Untersiggenthal
«G’haue oder g’stoche»: Ein Theater haucht dem Museum Leben ein

Zum 111. Geburtstag des Dramatischen Theatervereins Untersiggenthal (DVU) verwandelt sich das Ortsmuseum in eine Bühne. Aufgeführt wird das Stück «g’haue oder g’stoche», in dem das Leben einer Bauernfamilie im Mittelpunkt steht.

Philippe Neidhart
Merken
Drucken
Teilen
Die Räumlichkeiten im Ortsmuseum bieten die perfekte Kulisse für das Stück «g’haue oder g’stoche», in dem das Leben einer Bauernfamilie im Mittelpunkt steht.

Die Räumlichkeiten im Ortsmuseum bieten die perfekte Kulisse für das Stück «g’haue oder g’stoche», in dem das Leben einer Bauernfamilie im Mittelpunkt steht.

Philippe Neidhart

Wir schreiben das Jahr 1915 – im Bauernhaus an der Kirchstrasse herrscht reges Treiben. Im Wohnzimmer vergnügen sich die Männer beim Kartenspiel, in der Küche schwelgen zwei Mägde in Erinnerungen. Nur dem alten Bauern geht es gar nicht gut, bleich und reglos liegt er im Bett.

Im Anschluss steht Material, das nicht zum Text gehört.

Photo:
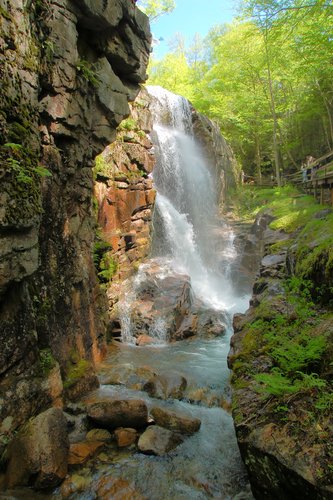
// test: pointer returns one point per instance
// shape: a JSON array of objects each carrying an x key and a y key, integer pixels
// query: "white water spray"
[{"x": 186, "y": 204}]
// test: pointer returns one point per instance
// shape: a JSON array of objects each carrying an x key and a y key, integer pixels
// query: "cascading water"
[
  {"x": 186, "y": 204},
  {"x": 191, "y": 245}
]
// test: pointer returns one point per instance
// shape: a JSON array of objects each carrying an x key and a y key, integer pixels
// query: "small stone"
[
  {"x": 81, "y": 452},
  {"x": 99, "y": 435},
  {"x": 125, "y": 437},
  {"x": 175, "y": 421}
]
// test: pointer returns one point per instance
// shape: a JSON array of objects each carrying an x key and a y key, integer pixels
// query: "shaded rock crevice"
[{"x": 61, "y": 101}]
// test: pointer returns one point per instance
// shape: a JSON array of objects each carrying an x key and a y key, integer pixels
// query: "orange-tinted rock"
[
  {"x": 125, "y": 437},
  {"x": 175, "y": 421},
  {"x": 117, "y": 412},
  {"x": 81, "y": 452}
]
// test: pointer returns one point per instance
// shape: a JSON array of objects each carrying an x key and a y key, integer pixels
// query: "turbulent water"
[
  {"x": 189, "y": 238},
  {"x": 187, "y": 227}
]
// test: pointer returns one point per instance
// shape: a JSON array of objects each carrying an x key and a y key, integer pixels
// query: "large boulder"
[
  {"x": 158, "y": 441},
  {"x": 38, "y": 455},
  {"x": 175, "y": 421},
  {"x": 81, "y": 452},
  {"x": 119, "y": 413}
]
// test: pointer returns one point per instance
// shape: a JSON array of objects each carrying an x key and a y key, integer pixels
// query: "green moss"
[
  {"x": 87, "y": 72},
  {"x": 47, "y": 361},
  {"x": 129, "y": 124},
  {"x": 5, "y": 14},
  {"x": 75, "y": 372}
]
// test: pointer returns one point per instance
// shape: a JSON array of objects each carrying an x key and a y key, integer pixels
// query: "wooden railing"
[{"x": 318, "y": 179}]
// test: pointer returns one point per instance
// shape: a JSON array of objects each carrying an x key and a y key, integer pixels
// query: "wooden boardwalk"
[{"x": 318, "y": 179}]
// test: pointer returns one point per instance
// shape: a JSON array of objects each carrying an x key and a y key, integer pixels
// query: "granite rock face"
[
  {"x": 124, "y": 190},
  {"x": 68, "y": 70}
]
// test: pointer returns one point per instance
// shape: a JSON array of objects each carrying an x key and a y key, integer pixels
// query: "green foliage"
[
  {"x": 19, "y": 163},
  {"x": 156, "y": 8},
  {"x": 46, "y": 360},
  {"x": 102, "y": 167},
  {"x": 88, "y": 73},
  {"x": 266, "y": 78},
  {"x": 290, "y": 342}
]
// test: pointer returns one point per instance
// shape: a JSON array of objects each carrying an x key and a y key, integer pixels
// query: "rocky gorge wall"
[
  {"x": 68, "y": 69},
  {"x": 125, "y": 194},
  {"x": 280, "y": 356}
]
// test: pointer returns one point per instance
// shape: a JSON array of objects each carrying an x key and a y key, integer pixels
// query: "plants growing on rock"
[
  {"x": 87, "y": 71},
  {"x": 19, "y": 163}
]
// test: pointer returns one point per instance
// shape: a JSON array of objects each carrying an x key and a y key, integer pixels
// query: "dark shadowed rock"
[
  {"x": 38, "y": 455},
  {"x": 175, "y": 421},
  {"x": 125, "y": 437},
  {"x": 81, "y": 452},
  {"x": 119, "y": 413},
  {"x": 158, "y": 441}
]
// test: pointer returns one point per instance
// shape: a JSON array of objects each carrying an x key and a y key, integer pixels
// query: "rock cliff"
[
  {"x": 281, "y": 360},
  {"x": 68, "y": 69}
]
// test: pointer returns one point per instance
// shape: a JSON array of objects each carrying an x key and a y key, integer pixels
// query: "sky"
[{"x": 190, "y": 17}]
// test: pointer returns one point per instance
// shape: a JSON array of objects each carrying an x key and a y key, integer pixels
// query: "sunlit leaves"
[{"x": 156, "y": 8}]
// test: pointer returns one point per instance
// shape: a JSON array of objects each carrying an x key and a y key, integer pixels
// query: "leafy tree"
[
  {"x": 156, "y": 8},
  {"x": 267, "y": 80}
]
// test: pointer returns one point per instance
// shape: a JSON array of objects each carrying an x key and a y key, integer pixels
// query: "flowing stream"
[{"x": 189, "y": 239}]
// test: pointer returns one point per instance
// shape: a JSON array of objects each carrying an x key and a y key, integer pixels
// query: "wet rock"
[
  {"x": 158, "y": 441},
  {"x": 81, "y": 452},
  {"x": 145, "y": 340},
  {"x": 86, "y": 383},
  {"x": 125, "y": 437},
  {"x": 77, "y": 426},
  {"x": 273, "y": 260},
  {"x": 116, "y": 413},
  {"x": 116, "y": 488},
  {"x": 38, "y": 455},
  {"x": 175, "y": 421},
  {"x": 163, "y": 300},
  {"x": 99, "y": 435},
  {"x": 129, "y": 375},
  {"x": 166, "y": 385},
  {"x": 75, "y": 483}
]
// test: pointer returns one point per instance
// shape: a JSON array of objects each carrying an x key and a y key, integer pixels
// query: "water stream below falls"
[
  {"x": 194, "y": 250},
  {"x": 187, "y": 287}
]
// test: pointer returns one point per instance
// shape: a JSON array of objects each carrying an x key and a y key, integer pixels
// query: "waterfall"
[{"x": 186, "y": 223}]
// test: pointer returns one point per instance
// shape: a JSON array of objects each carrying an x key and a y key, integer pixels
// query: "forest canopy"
[{"x": 267, "y": 79}]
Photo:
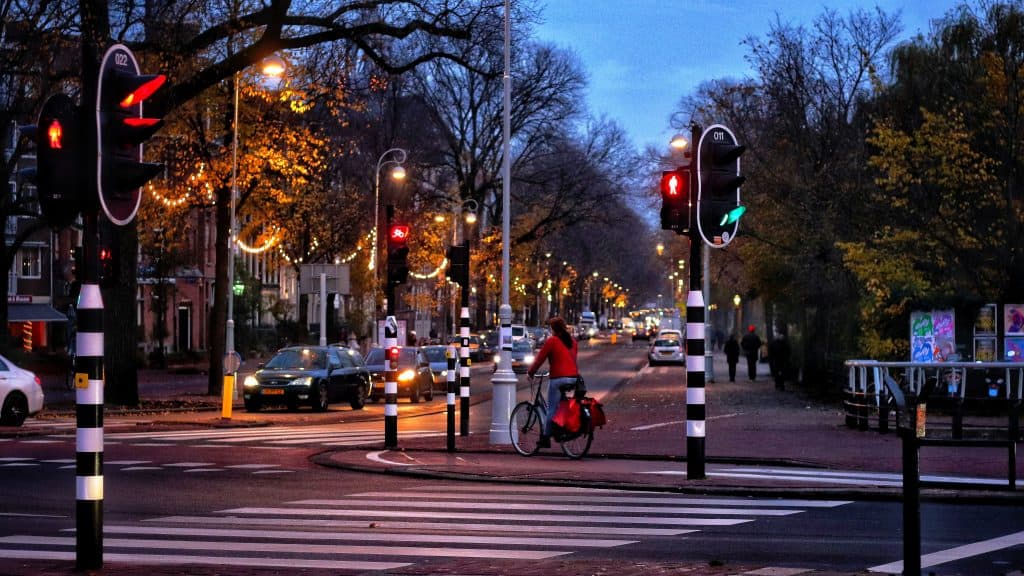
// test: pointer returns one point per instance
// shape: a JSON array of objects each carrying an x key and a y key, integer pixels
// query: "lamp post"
[
  {"x": 398, "y": 173},
  {"x": 272, "y": 67},
  {"x": 504, "y": 380}
]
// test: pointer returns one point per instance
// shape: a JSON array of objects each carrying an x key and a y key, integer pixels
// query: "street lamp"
[
  {"x": 397, "y": 173},
  {"x": 271, "y": 67}
]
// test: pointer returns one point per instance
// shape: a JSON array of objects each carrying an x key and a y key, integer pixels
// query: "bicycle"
[{"x": 526, "y": 424}]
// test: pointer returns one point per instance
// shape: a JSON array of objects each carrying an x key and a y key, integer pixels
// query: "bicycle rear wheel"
[
  {"x": 525, "y": 426},
  {"x": 578, "y": 446}
]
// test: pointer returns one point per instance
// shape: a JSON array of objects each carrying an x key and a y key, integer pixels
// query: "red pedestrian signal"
[
  {"x": 57, "y": 174},
  {"x": 122, "y": 130},
  {"x": 676, "y": 200}
]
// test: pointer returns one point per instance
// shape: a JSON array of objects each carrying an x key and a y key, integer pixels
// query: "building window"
[{"x": 31, "y": 260}]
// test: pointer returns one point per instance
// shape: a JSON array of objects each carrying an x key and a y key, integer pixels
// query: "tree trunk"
[
  {"x": 120, "y": 324},
  {"x": 222, "y": 215}
]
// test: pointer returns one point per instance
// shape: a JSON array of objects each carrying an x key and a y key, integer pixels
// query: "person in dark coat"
[
  {"x": 732, "y": 356},
  {"x": 752, "y": 345},
  {"x": 778, "y": 358}
]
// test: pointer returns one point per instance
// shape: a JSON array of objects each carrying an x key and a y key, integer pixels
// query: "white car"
[
  {"x": 667, "y": 351},
  {"x": 20, "y": 394}
]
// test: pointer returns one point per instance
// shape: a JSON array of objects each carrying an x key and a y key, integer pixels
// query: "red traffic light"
[
  {"x": 398, "y": 234},
  {"x": 54, "y": 134},
  {"x": 673, "y": 183}
]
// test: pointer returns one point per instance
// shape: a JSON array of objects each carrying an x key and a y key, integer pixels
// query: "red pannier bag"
[
  {"x": 596, "y": 410},
  {"x": 567, "y": 415}
]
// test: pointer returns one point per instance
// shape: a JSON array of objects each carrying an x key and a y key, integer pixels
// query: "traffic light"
[
  {"x": 458, "y": 256},
  {"x": 397, "y": 253},
  {"x": 719, "y": 209},
  {"x": 58, "y": 160},
  {"x": 122, "y": 129},
  {"x": 675, "y": 188}
]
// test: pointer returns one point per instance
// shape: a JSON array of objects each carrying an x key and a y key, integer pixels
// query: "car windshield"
[
  {"x": 298, "y": 359},
  {"x": 434, "y": 354}
]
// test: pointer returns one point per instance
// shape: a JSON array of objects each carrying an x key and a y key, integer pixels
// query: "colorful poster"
[
  {"x": 945, "y": 335},
  {"x": 984, "y": 350},
  {"x": 984, "y": 325},
  {"x": 1014, "y": 350},
  {"x": 1013, "y": 319}
]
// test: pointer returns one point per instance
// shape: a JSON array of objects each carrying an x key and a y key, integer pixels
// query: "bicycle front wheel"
[
  {"x": 525, "y": 426},
  {"x": 578, "y": 446}
]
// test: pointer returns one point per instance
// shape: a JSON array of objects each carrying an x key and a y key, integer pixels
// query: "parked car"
[
  {"x": 434, "y": 358},
  {"x": 308, "y": 375},
  {"x": 522, "y": 356},
  {"x": 20, "y": 394},
  {"x": 414, "y": 380},
  {"x": 667, "y": 351}
]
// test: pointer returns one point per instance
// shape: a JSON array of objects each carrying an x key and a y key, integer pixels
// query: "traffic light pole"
[{"x": 695, "y": 408}]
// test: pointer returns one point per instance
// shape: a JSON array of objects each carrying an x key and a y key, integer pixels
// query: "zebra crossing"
[
  {"x": 270, "y": 437},
  {"x": 392, "y": 530}
]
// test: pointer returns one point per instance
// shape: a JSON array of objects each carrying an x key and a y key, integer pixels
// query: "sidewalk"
[
  {"x": 776, "y": 438},
  {"x": 749, "y": 425}
]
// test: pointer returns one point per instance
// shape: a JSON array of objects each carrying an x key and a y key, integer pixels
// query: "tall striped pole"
[
  {"x": 450, "y": 354},
  {"x": 464, "y": 365},
  {"x": 695, "y": 407},
  {"x": 89, "y": 413},
  {"x": 390, "y": 383}
]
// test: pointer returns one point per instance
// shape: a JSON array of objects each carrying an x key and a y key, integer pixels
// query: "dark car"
[
  {"x": 414, "y": 380},
  {"x": 434, "y": 358},
  {"x": 308, "y": 375},
  {"x": 522, "y": 356}
]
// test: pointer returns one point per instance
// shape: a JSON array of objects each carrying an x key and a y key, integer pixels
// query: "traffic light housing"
[
  {"x": 122, "y": 129},
  {"x": 458, "y": 256},
  {"x": 719, "y": 209},
  {"x": 57, "y": 174},
  {"x": 675, "y": 187},
  {"x": 397, "y": 253}
]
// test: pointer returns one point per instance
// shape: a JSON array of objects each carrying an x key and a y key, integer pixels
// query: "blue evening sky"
[{"x": 643, "y": 55}]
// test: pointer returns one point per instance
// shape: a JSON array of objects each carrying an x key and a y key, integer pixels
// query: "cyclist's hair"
[{"x": 559, "y": 328}]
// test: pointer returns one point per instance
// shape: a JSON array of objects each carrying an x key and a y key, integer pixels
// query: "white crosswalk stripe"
[
  {"x": 390, "y": 530},
  {"x": 278, "y": 436}
]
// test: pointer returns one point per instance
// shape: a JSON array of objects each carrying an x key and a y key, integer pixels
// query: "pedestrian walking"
[
  {"x": 778, "y": 360},
  {"x": 752, "y": 345},
  {"x": 732, "y": 356}
]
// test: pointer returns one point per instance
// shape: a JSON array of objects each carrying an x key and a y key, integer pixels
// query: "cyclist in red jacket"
[{"x": 560, "y": 350}]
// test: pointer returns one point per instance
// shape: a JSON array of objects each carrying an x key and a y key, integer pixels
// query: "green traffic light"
[{"x": 732, "y": 215}]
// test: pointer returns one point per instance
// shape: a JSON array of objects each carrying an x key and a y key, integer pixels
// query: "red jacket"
[{"x": 562, "y": 359}]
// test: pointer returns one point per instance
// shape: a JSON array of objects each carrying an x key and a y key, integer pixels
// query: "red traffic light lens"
[
  {"x": 673, "y": 184},
  {"x": 54, "y": 134},
  {"x": 143, "y": 91}
]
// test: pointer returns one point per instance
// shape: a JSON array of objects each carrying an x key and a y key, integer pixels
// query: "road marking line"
[
  {"x": 361, "y": 536},
  {"x": 215, "y": 561},
  {"x": 957, "y": 552},
  {"x": 628, "y": 499},
  {"x": 541, "y": 506},
  {"x": 433, "y": 515},
  {"x": 416, "y": 526},
  {"x": 293, "y": 548}
]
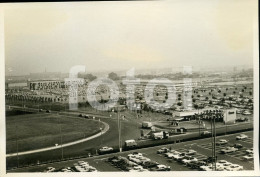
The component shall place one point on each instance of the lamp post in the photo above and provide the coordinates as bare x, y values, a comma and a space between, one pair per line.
17, 156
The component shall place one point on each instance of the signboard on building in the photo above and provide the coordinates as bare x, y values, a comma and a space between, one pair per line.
230, 116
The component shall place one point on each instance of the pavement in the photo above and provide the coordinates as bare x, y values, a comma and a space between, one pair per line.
202, 146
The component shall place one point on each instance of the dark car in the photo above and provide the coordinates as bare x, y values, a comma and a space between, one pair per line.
150, 164
238, 145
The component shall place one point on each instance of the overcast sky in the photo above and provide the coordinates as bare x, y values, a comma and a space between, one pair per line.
122, 35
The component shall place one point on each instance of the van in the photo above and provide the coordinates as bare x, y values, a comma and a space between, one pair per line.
130, 143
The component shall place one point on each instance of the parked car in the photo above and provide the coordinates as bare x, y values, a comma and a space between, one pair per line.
161, 168
50, 169
250, 151
105, 149
228, 150
150, 164
238, 145
241, 137
206, 133
234, 167
221, 142
190, 152
246, 113
188, 159
162, 150
248, 157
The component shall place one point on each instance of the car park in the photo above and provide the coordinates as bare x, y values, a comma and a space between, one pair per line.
50, 169
105, 149
221, 142
161, 167
228, 150
179, 157
238, 146
246, 113
241, 137
234, 167
250, 151
188, 159
162, 150
190, 152
248, 157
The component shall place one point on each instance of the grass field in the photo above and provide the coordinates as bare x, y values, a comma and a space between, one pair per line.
34, 131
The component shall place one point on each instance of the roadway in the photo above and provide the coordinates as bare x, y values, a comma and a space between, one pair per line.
201, 146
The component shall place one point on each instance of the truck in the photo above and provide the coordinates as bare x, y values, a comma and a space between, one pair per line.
147, 125
160, 135
130, 143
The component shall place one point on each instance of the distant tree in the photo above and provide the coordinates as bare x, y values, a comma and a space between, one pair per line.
113, 76
89, 77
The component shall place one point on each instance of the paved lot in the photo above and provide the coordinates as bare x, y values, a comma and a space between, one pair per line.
203, 148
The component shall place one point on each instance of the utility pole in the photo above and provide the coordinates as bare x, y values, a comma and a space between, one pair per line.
215, 160
17, 156
61, 141
212, 149
119, 130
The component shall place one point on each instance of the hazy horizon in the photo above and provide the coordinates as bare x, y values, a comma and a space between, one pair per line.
107, 36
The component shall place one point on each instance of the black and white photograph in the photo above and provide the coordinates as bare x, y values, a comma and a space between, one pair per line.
169, 87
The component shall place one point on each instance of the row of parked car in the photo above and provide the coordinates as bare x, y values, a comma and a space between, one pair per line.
136, 162
206, 164
80, 166
83, 166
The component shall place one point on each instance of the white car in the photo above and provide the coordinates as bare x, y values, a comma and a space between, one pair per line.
50, 169
169, 155
187, 160
248, 157
241, 137
190, 152
228, 150
246, 113
136, 155
106, 149
234, 167
222, 161
221, 142
250, 151
178, 156
206, 168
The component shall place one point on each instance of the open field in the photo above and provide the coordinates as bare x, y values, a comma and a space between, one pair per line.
34, 131
201, 146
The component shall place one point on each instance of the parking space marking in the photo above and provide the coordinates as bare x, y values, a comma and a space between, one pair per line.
237, 155
248, 140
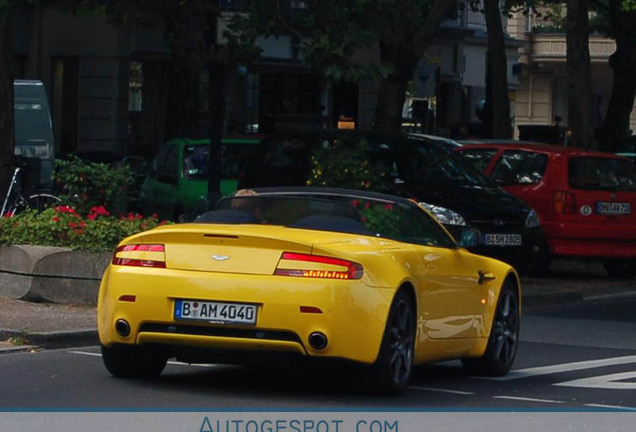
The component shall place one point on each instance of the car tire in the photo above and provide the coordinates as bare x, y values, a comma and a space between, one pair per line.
503, 340
391, 372
133, 361
620, 268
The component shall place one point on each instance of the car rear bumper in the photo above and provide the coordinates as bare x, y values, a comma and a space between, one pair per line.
353, 314
593, 241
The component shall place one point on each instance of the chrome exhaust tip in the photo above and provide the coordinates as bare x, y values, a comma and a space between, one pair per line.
318, 341
122, 327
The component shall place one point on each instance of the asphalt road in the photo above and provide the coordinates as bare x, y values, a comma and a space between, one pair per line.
577, 356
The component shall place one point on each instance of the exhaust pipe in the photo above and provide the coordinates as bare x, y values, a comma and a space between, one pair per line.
318, 341
122, 327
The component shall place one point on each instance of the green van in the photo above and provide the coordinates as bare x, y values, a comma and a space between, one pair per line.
177, 181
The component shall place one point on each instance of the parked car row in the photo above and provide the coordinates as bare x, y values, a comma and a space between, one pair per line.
584, 199
530, 202
419, 168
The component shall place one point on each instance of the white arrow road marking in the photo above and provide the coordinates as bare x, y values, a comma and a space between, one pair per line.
604, 382
170, 362
527, 399
563, 367
442, 390
611, 407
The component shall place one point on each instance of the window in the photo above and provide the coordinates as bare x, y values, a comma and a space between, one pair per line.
602, 174
519, 167
135, 86
171, 166
398, 220
478, 158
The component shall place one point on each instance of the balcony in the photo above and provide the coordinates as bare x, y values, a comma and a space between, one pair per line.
552, 47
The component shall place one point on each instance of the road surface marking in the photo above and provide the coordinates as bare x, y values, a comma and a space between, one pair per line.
604, 381
170, 362
563, 367
611, 406
527, 399
442, 390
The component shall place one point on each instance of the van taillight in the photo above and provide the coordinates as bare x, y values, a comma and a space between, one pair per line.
315, 266
140, 255
564, 202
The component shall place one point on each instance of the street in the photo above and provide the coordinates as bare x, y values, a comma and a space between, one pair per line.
571, 356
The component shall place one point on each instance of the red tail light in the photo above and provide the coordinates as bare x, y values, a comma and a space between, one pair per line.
319, 267
564, 202
140, 255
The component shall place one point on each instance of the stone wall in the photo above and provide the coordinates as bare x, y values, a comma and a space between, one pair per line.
51, 274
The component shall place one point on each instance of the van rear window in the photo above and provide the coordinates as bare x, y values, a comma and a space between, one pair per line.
602, 173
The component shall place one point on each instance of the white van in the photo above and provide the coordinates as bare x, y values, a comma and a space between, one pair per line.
33, 126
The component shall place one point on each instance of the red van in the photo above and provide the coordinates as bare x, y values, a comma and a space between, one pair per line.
585, 199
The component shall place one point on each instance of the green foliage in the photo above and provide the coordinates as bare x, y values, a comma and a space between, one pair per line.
63, 226
84, 185
344, 162
341, 38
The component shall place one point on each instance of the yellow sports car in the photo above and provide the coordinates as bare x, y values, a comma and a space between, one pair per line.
308, 272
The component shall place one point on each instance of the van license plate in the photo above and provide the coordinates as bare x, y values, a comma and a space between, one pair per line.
218, 312
502, 239
611, 208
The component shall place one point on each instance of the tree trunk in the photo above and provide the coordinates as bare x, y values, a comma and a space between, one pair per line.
7, 138
623, 62
580, 119
404, 55
498, 76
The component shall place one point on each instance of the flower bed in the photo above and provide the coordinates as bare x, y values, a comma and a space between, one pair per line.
62, 226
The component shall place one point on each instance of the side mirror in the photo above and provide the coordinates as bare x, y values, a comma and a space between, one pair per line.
468, 238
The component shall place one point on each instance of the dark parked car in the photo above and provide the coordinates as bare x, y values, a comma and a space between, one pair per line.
416, 167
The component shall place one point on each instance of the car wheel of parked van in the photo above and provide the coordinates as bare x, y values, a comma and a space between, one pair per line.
621, 268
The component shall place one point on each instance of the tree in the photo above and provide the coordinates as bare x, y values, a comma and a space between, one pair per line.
7, 138
497, 75
621, 20
350, 40
580, 118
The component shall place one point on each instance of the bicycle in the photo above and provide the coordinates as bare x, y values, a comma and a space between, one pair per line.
37, 200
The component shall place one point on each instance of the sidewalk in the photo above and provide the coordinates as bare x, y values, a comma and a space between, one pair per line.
25, 326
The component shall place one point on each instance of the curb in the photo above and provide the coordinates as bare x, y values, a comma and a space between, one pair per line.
550, 298
55, 339
17, 349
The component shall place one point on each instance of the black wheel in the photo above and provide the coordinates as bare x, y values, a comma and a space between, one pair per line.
38, 201
620, 268
503, 340
392, 370
132, 361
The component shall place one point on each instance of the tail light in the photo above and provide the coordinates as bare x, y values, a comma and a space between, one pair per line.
564, 202
140, 255
320, 267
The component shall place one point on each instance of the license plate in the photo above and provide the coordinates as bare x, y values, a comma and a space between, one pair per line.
217, 312
610, 208
502, 239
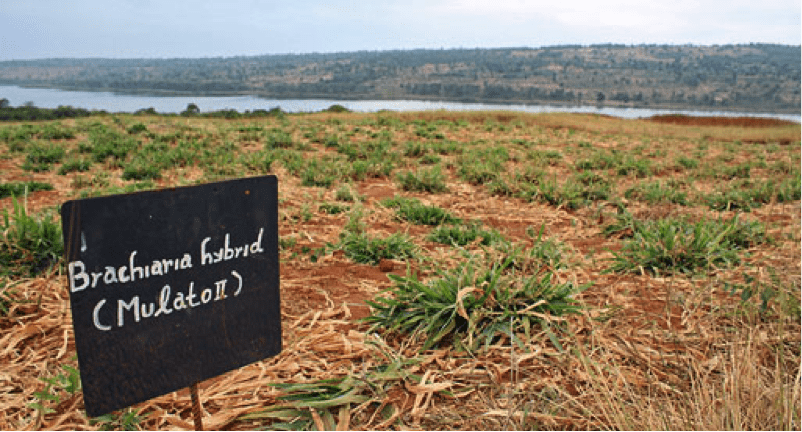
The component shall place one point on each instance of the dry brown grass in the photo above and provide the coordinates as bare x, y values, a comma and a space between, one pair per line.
649, 352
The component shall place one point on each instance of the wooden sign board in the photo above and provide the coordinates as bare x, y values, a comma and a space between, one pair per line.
171, 287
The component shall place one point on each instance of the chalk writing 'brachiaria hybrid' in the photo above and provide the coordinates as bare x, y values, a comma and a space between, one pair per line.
169, 299
81, 278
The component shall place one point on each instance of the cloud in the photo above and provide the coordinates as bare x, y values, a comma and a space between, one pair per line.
171, 28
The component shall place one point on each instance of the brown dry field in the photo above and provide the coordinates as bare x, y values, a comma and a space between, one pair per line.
648, 351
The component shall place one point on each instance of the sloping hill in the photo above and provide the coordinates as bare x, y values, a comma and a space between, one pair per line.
755, 77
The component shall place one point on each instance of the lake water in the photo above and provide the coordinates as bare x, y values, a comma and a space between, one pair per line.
115, 102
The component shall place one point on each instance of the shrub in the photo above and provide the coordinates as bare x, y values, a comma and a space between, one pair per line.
412, 210
28, 245
423, 180
141, 169
472, 306
656, 192
22, 188
461, 235
41, 156
680, 246
361, 248
73, 165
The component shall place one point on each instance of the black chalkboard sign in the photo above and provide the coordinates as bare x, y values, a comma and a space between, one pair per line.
171, 287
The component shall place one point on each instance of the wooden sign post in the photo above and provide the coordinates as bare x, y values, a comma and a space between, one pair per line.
171, 287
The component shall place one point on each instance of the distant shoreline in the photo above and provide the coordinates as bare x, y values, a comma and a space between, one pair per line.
378, 97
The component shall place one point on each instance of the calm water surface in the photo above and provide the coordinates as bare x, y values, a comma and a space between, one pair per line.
114, 102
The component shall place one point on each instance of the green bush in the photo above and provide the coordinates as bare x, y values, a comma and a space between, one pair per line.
471, 306
21, 188
461, 235
412, 210
74, 165
28, 245
141, 169
361, 248
41, 156
656, 192
677, 245
429, 180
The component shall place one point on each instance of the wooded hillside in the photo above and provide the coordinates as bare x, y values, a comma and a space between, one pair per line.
755, 77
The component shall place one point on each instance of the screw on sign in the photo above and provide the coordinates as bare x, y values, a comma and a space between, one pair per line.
171, 287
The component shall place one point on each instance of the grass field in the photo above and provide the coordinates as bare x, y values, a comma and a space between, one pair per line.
444, 270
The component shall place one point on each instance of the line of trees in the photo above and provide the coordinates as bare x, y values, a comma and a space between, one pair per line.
728, 76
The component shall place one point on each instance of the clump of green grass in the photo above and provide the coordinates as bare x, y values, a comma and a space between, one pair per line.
412, 210
141, 169
429, 180
577, 192
41, 156
655, 193
331, 208
461, 235
28, 245
745, 195
677, 245
74, 165
277, 138
481, 166
364, 249
472, 305
22, 188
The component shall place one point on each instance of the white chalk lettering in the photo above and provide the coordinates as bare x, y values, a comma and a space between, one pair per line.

«G’haue oder g’stoche» nennt sich das Stück, das vom Dramatischen Theaterverein Untersiggenthal (DVU) zur Feier seines 111-jährigen Bestehens im Dachstock des Ortsmuseums aufgeführt wird. Im Mittelpunkt steht dabei das Leben einer Bauernfamilie über mehrere Generationen. Es ist zweifelsohne ein intensives Theatererlebnis – als Zuschauer befindet man mittendrin im äusserst lebhaften Haushalt, der auf mehreren Bühnen gleichzeitig inszeniert wird.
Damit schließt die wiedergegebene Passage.